Author ANDREW HOMER tells us about his favourite spooky place, haunted Himley Hall and Park near Dudley in Staffordshire
Himley Hall near Dudley is a popular destination for Black Country families and dog walkers looking to enjoy a day out in the extensive parkland surrounding the Palladian mansion. But after dark, once the wrought iron gates are locked, the park takes on a far more sinister atmosphere. This may be due to the Civil War Royalist soldier who wanders the grounds at night seemingly unable to leave the place of his untimely death.
Such stories are common around the Black Country and Birmingham, both of which were heavily embroiled in the Civil War, albeit on opposing sides. Nearby Dudley Castle was a Royalist stronghold whilst Birmingham remained fiercely Parliamentarian. In this case, however, there is a contemporary record of how and why the soldier met his death. This record comes from a diary written by Richard Symonds who accompanied the Royalist army and was a fervent supporter of Charles I.
Symond’s diary records that on Friday 16 May, 1645, the Royalist army commanded by Charles I camped for one night in the grounds of Himley Hall en route to the ill-fated battle of Naseby. He goes on to further report that, ‘one soldjer was hanged for mutiny’ after trying to desert whilst they were camped at Himley. The unfortunate man was captured trying to get away and tried on the spot. Justice was swift in those days and the soldier was hanged from a suitable tree and buried in the grounds before the army departed.
His unquiet spirit, still in uniform, is said to wander the park at night and has been seen on a number of occasions both in the park and crossing the Himley Road which runs alongside. Drivers on the Himley Road at night have reported having to brake hard after seeing a figure dash across the road straight in front of them. Invariably this figure is described as wearing knee length boots. A small number of permits are available for all-night fishing in the grounds of the hall around the Great Pool. On occasions, solitary fishermen have realised they are not alone when suddenly startled by a figure described as an ‘old fashioned’ soldier moving silently through the trees.
Yet another apparition has been seen crossing the Himley Road immediately outside the hall.
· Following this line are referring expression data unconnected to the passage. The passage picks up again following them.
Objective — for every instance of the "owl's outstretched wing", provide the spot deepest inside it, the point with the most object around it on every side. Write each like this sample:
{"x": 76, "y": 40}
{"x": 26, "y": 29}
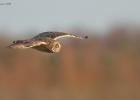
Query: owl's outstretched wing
{"x": 56, "y": 35}
{"x": 43, "y": 48}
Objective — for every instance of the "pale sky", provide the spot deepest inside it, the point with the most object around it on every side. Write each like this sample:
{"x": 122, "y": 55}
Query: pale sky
{"x": 46, "y": 15}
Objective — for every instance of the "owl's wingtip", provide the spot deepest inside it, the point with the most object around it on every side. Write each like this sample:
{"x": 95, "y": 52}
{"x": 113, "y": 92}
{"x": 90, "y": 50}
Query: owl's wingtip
{"x": 86, "y": 37}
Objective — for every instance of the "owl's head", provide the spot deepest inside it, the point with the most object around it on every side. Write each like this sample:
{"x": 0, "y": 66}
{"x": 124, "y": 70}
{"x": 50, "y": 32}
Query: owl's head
{"x": 56, "y": 47}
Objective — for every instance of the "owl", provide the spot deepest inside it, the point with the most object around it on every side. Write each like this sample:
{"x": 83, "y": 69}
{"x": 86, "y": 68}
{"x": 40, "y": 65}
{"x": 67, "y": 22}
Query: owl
{"x": 46, "y": 42}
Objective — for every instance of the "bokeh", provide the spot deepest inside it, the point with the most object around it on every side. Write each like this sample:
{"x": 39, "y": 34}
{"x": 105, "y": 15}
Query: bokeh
{"x": 102, "y": 67}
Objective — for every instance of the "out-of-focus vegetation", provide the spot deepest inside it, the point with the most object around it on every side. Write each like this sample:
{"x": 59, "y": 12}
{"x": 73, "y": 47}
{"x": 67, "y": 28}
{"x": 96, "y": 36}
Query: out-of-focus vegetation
{"x": 100, "y": 68}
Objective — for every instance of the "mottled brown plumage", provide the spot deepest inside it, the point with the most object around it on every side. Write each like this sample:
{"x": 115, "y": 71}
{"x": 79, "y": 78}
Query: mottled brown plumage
{"x": 46, "y": 41}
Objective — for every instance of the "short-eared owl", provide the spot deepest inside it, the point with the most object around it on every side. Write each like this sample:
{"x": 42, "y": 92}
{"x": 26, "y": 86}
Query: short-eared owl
{"x": 46, "y": 41}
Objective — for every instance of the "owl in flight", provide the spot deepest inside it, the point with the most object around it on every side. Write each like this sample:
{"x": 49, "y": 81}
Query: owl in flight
{"x": 46, "y": 41}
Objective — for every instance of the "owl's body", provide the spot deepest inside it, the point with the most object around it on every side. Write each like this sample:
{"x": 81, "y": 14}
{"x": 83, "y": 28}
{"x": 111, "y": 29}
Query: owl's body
{"x": 46, "y": 42}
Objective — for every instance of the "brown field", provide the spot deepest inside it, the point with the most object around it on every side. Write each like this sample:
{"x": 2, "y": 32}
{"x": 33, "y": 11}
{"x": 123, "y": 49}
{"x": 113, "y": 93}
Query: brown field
{"x": 100, "y": 68}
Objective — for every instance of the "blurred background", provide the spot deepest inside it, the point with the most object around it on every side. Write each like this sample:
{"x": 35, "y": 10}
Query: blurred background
{"x": 104, "y": 67}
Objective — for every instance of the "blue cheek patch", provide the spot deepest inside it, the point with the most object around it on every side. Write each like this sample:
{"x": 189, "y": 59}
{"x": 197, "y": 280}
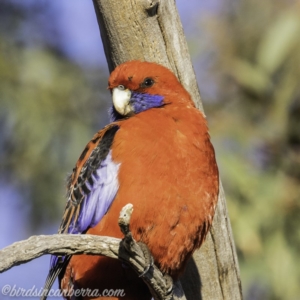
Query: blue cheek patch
{"x": 142, "y": 102}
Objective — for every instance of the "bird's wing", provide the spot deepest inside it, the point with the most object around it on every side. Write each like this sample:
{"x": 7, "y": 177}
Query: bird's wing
{"x": 91, "y": 189}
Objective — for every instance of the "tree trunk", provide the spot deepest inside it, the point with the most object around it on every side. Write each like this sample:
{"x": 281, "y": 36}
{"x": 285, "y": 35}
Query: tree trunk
{"x": 150, "y": 30}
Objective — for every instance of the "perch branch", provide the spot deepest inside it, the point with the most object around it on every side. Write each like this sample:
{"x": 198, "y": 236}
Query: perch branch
{"x": 127, "y": 250}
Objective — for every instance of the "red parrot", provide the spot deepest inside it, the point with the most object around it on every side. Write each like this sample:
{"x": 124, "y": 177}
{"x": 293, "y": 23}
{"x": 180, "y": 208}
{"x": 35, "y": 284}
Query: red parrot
{"x": 156, "y": 154}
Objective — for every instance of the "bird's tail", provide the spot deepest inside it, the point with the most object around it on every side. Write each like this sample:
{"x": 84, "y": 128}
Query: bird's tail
{"x": 58, "y": 264}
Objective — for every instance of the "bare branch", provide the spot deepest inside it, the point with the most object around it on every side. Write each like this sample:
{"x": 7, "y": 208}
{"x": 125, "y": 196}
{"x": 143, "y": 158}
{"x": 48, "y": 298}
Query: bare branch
{"x": 67, "y": 244}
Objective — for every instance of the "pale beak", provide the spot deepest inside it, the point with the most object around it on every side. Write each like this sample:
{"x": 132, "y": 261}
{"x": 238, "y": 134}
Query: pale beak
{"x": 121, "y": 100}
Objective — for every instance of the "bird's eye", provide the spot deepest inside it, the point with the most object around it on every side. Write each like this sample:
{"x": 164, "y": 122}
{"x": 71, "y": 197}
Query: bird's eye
{"x": 147, "y": 82}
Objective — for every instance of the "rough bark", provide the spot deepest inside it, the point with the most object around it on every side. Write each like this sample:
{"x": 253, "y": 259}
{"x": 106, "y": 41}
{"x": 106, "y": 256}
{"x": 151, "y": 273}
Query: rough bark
{"x": 127, "y": 250}
{"x": 151, "y": 30}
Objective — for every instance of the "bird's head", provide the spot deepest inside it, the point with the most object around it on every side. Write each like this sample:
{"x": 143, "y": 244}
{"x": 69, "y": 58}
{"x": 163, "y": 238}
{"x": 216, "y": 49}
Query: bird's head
{"x": 138, "y": 86}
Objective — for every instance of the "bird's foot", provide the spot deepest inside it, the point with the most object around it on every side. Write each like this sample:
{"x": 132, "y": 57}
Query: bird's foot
{"x": 169, "y": 284}
{"x": 149, "y": 261}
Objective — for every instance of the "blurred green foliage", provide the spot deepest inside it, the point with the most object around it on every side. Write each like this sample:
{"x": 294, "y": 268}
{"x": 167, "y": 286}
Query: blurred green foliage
{"x": 254, "y": 118}
{"x": 49, "y": 109}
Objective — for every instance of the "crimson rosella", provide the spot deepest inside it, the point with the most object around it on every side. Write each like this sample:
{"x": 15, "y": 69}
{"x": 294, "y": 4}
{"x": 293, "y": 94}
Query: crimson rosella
{"x": 156, "y": 154}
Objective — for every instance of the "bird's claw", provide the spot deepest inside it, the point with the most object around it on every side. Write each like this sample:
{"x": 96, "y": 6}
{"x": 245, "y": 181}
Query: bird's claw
{"x": 147, "y": 256}
{"x": 169, "y": 283}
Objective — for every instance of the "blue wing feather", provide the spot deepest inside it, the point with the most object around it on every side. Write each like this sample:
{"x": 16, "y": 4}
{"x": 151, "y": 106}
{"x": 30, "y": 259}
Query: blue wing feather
{"x": 92, "y": 189}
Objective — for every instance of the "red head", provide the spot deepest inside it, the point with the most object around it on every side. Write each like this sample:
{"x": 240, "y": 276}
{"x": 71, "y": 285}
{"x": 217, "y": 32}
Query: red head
{"x": 138, "y": 86}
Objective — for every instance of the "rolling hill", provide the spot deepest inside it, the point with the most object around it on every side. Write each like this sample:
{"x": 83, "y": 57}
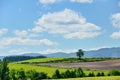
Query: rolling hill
{"x": 103, "y": 52}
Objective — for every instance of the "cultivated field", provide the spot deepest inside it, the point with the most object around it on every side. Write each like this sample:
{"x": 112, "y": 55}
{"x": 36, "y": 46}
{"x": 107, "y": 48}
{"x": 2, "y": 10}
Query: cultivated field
{"x": 96, "y": 78}
{"x": 99, "y": 65}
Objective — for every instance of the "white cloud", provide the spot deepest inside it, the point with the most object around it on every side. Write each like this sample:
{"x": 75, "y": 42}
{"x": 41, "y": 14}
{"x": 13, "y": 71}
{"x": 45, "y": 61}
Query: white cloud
{"x": 82, "y": 35}
{"x": 48, "y": 51}
{"x": 119, "y": 4}
{"x": 28, "y": 42}
{"x": 25, "y": 33}
{"x": 68, "y": 23}
{"x": 115, "y": 35}
{"x": 3, "y": 31}
{"x": 82, "y": 1}
{"x": 48, "y": 1}
{"x": 116, "y": 20}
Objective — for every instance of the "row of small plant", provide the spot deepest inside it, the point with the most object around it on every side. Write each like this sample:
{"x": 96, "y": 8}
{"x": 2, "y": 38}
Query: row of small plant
{"x": 6, "y": 74}
{"x": 76, "y": 73}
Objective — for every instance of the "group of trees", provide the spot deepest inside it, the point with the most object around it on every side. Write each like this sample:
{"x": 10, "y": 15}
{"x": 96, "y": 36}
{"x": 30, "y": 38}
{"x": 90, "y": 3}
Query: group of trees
{"x": 6, "y": 74}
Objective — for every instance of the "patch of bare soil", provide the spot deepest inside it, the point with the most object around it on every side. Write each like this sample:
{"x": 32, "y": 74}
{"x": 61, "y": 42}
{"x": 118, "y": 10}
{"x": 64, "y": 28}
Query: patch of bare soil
{"x": 98, "y": 65}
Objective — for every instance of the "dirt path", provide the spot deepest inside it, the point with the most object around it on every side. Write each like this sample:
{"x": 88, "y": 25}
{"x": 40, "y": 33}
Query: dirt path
{"x": 100, "y": 65}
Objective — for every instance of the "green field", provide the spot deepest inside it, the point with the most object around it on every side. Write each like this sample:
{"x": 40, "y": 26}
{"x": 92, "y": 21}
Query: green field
{"x": 96, "y": 78}
{"x": 46, "y": 69}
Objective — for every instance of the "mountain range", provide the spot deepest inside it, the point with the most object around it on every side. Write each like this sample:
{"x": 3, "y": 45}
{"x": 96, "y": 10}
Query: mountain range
{"x": 103, "y": 52}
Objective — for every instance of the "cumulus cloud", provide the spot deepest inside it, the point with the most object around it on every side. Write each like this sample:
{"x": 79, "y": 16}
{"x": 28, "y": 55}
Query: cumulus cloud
{"x": 22, "y": 41}
{"x": 25, "y": 33}
{"x": 116, "y": 20}
{"x": 82, "y": 1}
{"x": 3, "y": 31}
{"x": 48, "y": 1}
{"x": 68, "y": 23}
{"x": 115, "y": 35}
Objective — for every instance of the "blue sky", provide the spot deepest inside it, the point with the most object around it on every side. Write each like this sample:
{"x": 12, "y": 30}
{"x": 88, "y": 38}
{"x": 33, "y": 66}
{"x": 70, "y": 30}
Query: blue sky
{"x": 47, "y": 26}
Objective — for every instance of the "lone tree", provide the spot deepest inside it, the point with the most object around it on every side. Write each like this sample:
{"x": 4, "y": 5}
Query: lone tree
{"x": 80, "y": 53}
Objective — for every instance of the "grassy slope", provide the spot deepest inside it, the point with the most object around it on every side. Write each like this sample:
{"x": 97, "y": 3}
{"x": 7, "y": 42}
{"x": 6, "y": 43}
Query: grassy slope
{"x": 48, "y": 70}
{"x": 27, "y": 67}
{"x": 96, "y": 78}
{"x": 42, "y": 60}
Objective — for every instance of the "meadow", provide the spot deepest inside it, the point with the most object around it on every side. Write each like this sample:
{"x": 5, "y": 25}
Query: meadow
{"x": 96, "y": 78}
{"x": 47, "y": 69}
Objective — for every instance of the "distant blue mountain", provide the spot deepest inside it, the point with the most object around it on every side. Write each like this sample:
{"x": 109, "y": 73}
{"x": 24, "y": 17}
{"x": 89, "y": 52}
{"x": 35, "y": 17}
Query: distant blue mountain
{"x": 31, "y": 54}
{"x": 104, "y": 52}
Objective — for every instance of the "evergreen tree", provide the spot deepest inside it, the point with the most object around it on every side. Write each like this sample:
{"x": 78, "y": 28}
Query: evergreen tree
{"x": 80, "y": 53}
{"x": 79, "y": 72}
{"x": 21, "y": 75}
{"x": 13, "y": 74}
{"x": 56, "y": 75}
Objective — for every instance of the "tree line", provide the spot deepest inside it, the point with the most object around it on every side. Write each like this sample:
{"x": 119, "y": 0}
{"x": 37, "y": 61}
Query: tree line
{"x": 20, "y": 58}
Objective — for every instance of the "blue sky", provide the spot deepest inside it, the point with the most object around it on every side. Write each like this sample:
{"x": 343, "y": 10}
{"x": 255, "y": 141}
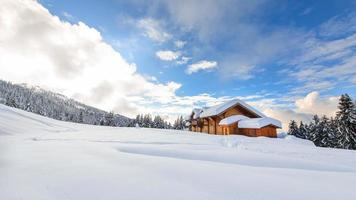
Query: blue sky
{"x": 283, "y": 57}
{"x": 280, "y": 25}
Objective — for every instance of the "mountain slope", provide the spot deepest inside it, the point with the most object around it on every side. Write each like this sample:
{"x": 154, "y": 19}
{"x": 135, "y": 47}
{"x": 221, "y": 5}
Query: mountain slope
{"x": 42, "y": 158}
{"x": 54, "y": 105}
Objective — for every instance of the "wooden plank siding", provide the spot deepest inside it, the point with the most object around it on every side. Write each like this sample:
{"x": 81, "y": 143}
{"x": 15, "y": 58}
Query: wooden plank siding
{"x": 210, "y": 124}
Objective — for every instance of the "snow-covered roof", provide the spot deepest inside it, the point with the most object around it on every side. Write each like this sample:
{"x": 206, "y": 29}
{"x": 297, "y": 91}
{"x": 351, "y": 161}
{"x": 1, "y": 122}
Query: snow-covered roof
{"x": 196, "y": 113}
{"x": 218, "y": 109}
{"x": 232, "y": 119}
{"x": 259, "y": 122}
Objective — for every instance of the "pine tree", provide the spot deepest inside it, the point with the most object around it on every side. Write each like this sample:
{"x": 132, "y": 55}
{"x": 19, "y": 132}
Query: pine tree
{"x": 302, "y": 131}
{"x": 80, "y": 118}
{"x": 314, "y": 133}
{"x": 346, "y": 119}
{"x": 109, "y": 119}
{"x": 323, "y": 132}
{"x": 293, "y": 128}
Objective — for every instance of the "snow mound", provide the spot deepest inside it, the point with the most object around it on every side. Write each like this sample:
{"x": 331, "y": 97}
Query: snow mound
{"x": 232, "y": 119}
{"x": 259, "y": 122}
{"x": 42, "y": 158}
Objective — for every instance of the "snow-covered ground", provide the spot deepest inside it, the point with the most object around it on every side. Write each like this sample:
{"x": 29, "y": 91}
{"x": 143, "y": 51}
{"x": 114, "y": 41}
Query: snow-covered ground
{"x": 41, "y": 158}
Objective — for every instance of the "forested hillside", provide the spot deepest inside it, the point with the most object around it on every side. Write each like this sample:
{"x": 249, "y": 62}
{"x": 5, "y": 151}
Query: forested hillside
{"x": 56, "y": 106}
{"x": 337, "y": 132}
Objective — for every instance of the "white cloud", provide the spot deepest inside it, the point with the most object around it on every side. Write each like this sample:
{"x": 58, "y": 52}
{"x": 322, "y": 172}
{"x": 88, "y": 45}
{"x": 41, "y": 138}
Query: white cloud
{"x": 71, "y": 59}
{"x": 314, "y": 104}
{"x": 303, "y": 110}
{"x": 168, "y": 55}
{"x": 180, "y": 43}
{"x": 68, "y": 16}
{"x": 154, "y": 30}
{"x": 183, "y": 60}
{"x": 201, "y": 65}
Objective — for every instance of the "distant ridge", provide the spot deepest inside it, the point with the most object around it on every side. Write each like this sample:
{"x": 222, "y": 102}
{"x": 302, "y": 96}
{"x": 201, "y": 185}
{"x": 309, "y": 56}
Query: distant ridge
{"x": 56, "y": 106}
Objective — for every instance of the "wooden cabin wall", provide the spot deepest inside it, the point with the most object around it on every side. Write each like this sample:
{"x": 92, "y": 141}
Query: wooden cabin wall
{"x": 211, "y": 126}
{"x": 238, "y": 110}
{"x": 205, "y": 127}
{"x": 269, "y": 131}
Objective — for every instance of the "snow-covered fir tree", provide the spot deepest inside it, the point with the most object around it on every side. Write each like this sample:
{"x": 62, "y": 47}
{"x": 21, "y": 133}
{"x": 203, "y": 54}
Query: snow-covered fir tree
{"x": 53, "y": 105}
{"x": 338, "y": 132}
{"x": 346, "y": 117}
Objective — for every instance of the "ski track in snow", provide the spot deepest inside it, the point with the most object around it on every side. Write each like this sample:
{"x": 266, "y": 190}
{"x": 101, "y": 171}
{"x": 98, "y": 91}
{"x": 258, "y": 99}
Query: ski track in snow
{"x": 42, "y": 158}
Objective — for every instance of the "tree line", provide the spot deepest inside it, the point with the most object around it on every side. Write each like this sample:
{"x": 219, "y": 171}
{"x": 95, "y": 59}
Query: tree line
{"x": 334, "y": 132}
{"x": 147, "y": 121}
{"x": 57, "y": 106}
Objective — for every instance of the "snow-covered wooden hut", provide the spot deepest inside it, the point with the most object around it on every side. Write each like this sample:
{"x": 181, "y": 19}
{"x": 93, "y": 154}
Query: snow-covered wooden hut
{"x": 233, "y": 117}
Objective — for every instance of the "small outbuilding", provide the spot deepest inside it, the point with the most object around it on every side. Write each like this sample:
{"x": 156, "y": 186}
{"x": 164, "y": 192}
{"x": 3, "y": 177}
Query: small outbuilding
{"x": 233, "y": 117}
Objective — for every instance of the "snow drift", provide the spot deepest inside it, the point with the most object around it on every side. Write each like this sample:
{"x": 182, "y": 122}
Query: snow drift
{"x": 42, "y": 158}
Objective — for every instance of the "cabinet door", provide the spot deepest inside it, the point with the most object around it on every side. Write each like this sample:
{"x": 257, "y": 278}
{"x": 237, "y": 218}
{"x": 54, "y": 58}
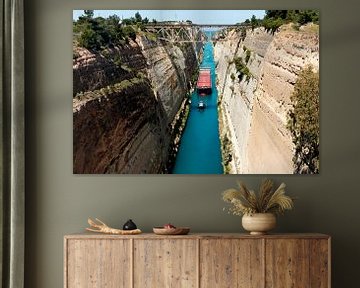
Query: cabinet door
{"x": 320, "y": 263}
{"x": 287, "y": 263}
{"x": 231, "y": 263}
{"x": 167, "y": 263}
{"x": 98, "y": 263}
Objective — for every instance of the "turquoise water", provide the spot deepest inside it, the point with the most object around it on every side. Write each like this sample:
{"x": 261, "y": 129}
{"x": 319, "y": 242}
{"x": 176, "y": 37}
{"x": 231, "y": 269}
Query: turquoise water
{"x": 199, "y": 150}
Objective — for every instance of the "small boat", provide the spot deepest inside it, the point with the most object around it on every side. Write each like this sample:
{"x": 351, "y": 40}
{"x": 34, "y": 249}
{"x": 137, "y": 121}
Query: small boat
{"x": 201, "y": 105}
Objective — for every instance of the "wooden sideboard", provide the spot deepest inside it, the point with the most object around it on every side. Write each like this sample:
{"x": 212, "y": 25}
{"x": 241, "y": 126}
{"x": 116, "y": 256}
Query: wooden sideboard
{"x": 197, "y": 260}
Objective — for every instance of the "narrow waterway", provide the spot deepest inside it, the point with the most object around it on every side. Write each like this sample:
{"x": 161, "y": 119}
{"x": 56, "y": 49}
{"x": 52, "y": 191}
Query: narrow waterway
{"x": 199, "y": 151}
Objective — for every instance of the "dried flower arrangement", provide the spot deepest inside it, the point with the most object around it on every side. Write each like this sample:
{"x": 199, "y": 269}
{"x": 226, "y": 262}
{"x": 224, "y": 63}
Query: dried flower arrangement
{"x": 268, "y": 200}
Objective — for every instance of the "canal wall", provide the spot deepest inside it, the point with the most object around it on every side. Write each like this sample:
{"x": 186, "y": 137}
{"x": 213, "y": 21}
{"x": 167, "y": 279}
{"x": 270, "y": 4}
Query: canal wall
{"x": 253, "y": 110}
{"x": 129, "y": 103}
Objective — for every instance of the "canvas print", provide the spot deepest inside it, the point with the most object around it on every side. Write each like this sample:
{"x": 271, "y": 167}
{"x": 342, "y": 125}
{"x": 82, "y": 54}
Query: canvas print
{"x": 196, "y": 92}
This ghost is also seen in the hall itself but very little is known about her. She appears to be a servant girl judging by her long, plain dress and is usually seen on the upper floors of the hall. However, she is also seen crossing the Himley Road in the direction of the hall. She is seemingly oblivious to any traffic and disappears through the high wooden fence which surrounds the park. Intriguingly, there used to be an old gate right at the point where she passes through the fence.